第3話 残された婚約者
エヴェリーナが姿を消してから4か月がたつのに何の情報もなかった。随分前から周到に準備をしていたのだろう、何の痕跡も残されていなかった。
エヴェリーナの実家でも原因はわからないというが、エヴェリーナ付きの侍女からはこの家には身の置き所がなかったと教えられた。
父親は、再婚当初、早く打ち解けてもらおうと後妻とその連れ子をかわいがり、ついついエヴェリーナを後回しにしていたそうだ。それが年月が経ってもその傾向は変わらず、まるでエヴェリーナ一人が他人のように見えたと侍女は証言した。
怒りのあまり、それを父親と後妻にぶつけた。二人は後ろめたさは感じていたらしい。しかしエヴェリーナがおとなしくしているのをいいことに、そのまま来てしまったと弁解した。ただ大切には思ってるとの言い訳に思わず声を荒げた。
「彼女に何かあったら、あなたたちのせいですよ!」
「ステファン様。お母さまたちをお責めにならないで。私たちはこの家の一員になろうと必死で頑張っているのをお父様が支えてくださっていただけなのです。お姉さまはそれを寂しく思われてしまっただけなのです」
「ではなぜ4人で頑張らなかったのですか?3人で頑張ってきた・・・彼女をはじめから仲間にする気がなかったという事でしょう。被害者ぶるのはやめていただきたい。」
「ステファン様、そんなことおっしゃらないで・・・」
エヴェリーナの義理の妹のテューネはほろほろと涙を落とす。
彼女はいつもこうだと聞いていた。何かあったらすぐに泣きだし、それで両親を味方につけていつもエヴェリーナが悪者にされると言っていた。

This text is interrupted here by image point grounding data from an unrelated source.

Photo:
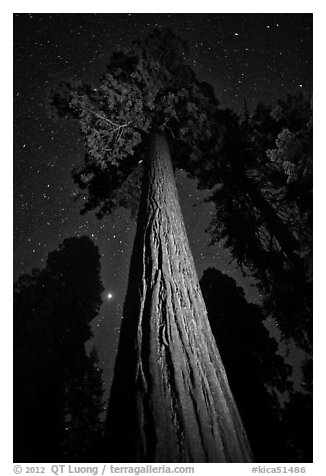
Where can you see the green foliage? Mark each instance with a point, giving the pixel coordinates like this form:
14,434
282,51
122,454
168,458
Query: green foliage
147,87
53,376
263,207
255,370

小柄で華奢な体に、天使のように可愛いと形容されるその美貌で涙を流されると誰だって、庇護欲がわき彼女の味方をするだろう。
そうだ、とステファンは思い出した。エヴェリーナが珍しくそう愚痴を言った時、「でも彼女はとても繊細だから。君が大丈夫と思ったことでも彼女には泣くほど辛いことかもしれないだろう?もう少し優しくしてもいいんじゃないかな?」と偉そうに言ってしまったことがある。
その時、エヴェリーナはそうねと笑った。
自分も、この家族と一緒だった。エヴェリーナはどんな気持ちだったのだろう。血がにじむのにも構わず、唇を噛みしめた。